Optimized implementation of MIS by jnke2016 · Pull Request #5294 · rapidsai/cugraph

jnke2016 · 2025-10-02T03:57:46Z

No description provided.

copy-pr-bot · 2025-10-02T03:57:51Z

Auto-sync is disabled for draft pull requests in this repository. Workflows must be run manually.

Contributors can view more details about this message here.

seunghwak · 2025-10-04T04:21:06Z

cpp/src/components/mis_impl.cuh


-    rmm::device_uvector<vertex_t> temporary_ranks(local_vtx_partitoin_size, handle.get_stream());
-    thrust::copy(handle.get_thrust_policy(), ranks.begin(), ranks.end(), temporary_ranks.begin());
+  vertex_t isolated_v_start = multi_gpu ? segment_offsets->data()[4] : segment_offsets->data()[3];


See https://github.com/rapidsai/cugraph/blob/branch-25.12/cpp/src/structure/renumber_edgelist_impl.cuh#L768

hypersparse_degree_threshold > 1 is not necessarily true with multi_gpu.

So, this code is inaccurate.

vertex_t isolated_v_start = *(segment_offsets->rbegin() + 1);

The last segment is always a 0 degree segment; so this code should work.

And there is no guarantee that segement_offsts.has_value() is true. If renumber is set to false, segment_offsets.has_value() is false.

In this case, you need to compute the degrees, and scan the vertex list based on the degrees.

isolated_v_start here means num_local_nzd_vertices (nzd = non-zero-degree). I guess num_local_nzd_vertices better describes the intention.

hypersparse_degree_threshold > 1 is not necessarily true with multi_gpu.

Thanks for catching this. After analyzing the datasets used in the paper, i realized None have hypersparse regions so I wasn't pre-filling the priority values of the isolated vertices (because I was always starting from local_vertex_partition_range_last()).
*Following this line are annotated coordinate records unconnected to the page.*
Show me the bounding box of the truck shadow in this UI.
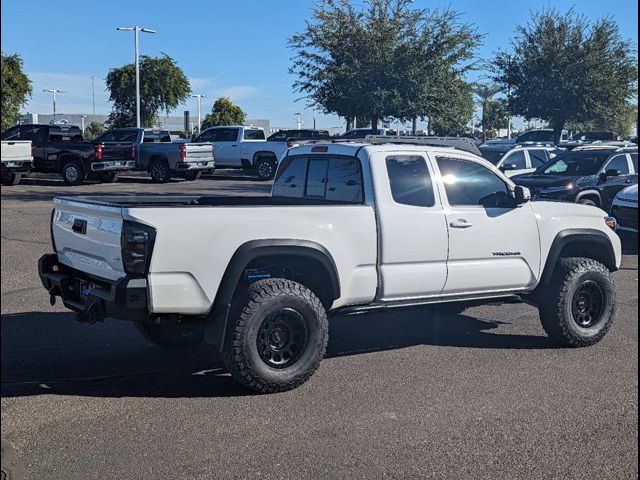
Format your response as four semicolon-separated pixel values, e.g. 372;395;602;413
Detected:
1;309;554;398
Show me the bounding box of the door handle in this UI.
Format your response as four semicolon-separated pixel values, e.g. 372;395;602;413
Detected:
449;218;473;228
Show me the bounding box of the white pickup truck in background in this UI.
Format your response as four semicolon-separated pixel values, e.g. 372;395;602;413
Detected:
0;140;33;185
193;126;292;180
39;137;622;392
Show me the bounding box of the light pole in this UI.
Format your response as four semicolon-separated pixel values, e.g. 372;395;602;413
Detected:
43;88;64;120
89;75;96;115
116;25;156;128
191;93;207;133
After applying the suggested change, I get a small speedup ~2%

isolated_v_start here means num_local_nzd_vertices (nzd = non-zero-degree). I guess num_local_nzd_vertices better describes the intention.
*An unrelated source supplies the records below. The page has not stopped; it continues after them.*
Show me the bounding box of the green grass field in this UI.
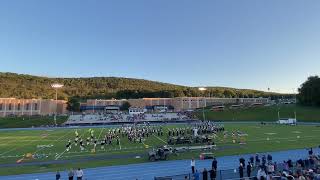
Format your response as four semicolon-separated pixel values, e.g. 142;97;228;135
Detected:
196;105;320;122
0;116;68;128
0;124;320;175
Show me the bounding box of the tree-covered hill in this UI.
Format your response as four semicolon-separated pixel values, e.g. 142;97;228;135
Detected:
0;73;283;99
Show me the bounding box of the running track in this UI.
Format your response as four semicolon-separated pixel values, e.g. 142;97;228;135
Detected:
0;148;320;180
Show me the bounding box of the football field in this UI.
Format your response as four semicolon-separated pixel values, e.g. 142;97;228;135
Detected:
0;123;320;175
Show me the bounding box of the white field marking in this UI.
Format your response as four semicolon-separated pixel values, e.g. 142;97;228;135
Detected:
153;135;167;144
33;131;72;154
98;127;105;141
292;131;302;134
55;130;86;160
0;130;67;156
264;133;277;135
288;139;297;142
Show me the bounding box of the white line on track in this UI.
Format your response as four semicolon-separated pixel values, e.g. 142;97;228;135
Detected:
153;135;167;144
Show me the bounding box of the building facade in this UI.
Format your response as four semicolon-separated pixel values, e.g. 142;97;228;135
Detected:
0;98;67;117
82;97;269;113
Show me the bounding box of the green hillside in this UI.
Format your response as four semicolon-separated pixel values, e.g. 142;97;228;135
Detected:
0;73;283;99
197;105;320;122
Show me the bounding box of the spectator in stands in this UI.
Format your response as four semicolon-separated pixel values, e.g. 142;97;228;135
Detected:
202;168;208;180
256;154;260;167
239;163;243;179
191;158;196;174
212;158;218;170
193;170;200;180
239;157;246;167
76;168;83;180
68;169;74;180
210;168;217;180
257;166;267;180
249;156;254;165
247;162;252;178
56;171;61;180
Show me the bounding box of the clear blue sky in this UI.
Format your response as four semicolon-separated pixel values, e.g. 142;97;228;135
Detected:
0;0;320;92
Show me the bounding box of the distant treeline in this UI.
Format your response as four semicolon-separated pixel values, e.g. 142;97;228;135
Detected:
0;73;291;100
298;76;320;106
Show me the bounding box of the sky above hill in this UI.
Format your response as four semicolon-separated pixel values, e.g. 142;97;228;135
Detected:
0;0;320;93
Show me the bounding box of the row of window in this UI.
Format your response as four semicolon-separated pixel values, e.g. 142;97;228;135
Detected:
0;103;38;111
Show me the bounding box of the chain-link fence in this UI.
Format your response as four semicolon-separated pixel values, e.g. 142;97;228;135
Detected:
155;160;319;180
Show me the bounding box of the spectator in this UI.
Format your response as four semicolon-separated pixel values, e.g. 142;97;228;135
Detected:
191;158;196;174
193;170;200;180
210;168;217;180
239;157;246;167
249;156;254;164
256;154;260;167
239;163;243;179
68;169;74;180
212;158;218;170
202;168;208;180
76;168;83;180
56;171;61;180
257;166;267;180
247;162;252;178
right but the former indicate a range and the latter a number. Maybe local_nzd_vertices_begin ?

seunghwak · 2025-10-04T04:27:07Z

cpp/src/components/mis_impl.cuh

+  rmm::device_uvector<vertex_t> remaining_vertices(isolated_v_start, handle.get_stream());

-    // Select a random set of candidate vertices
+  thrust::for_each(


This is thrust::transform. Better use a more specific algorithm than a generic for_each if possible.

And what you are doing is basically setting ranks to vertex ID if degree is non-zero and std::numeric_limit<vertex_t>::max() if isolated.

And copying remaining_vertices.

if (segment_offsets) {
thrust::copy(handle.get_thrust_policy(), thrust::make_counting_iterator(graph_view.local_vertex_partition_range_first()), thrust::make_counting_iterator(graph_view.local_vertex_partition_range_first()) + *(segment_offsets->rbegin() + 1),
remaining_vertices.begin());
thrust::copy(handle.get_thrust_policy(), thrust::make_counting_iterator(graph_view.local_vertex_partition_range_first()), thrust::make_counting_iterator(graph_view.local_vertex_partition_range_first()) + *(segment_offsets->rbegin() + 1), ranks.begin());
thrust::fill(handle.get_thrust_policy(), ranks.begin( )+ *(segment_offsets->rbegin() + 1), ranks.end(), std::numeirc_limits<vertex_t>::max());
}
else {
compute degrees and set ranks, remaining_vertices based on degrees.
}

seunghwak · 2025-10-04T04:33:47Z

cpp/src/components/mis_impl.cuh

+                                                                                       num_buckets);
+
+  size_t loop_counter = 0;
+  vertex_t nr_remaining_vertices_to_check = remaining_vertices.size();


This holds an invalid value if # GPUs > 1.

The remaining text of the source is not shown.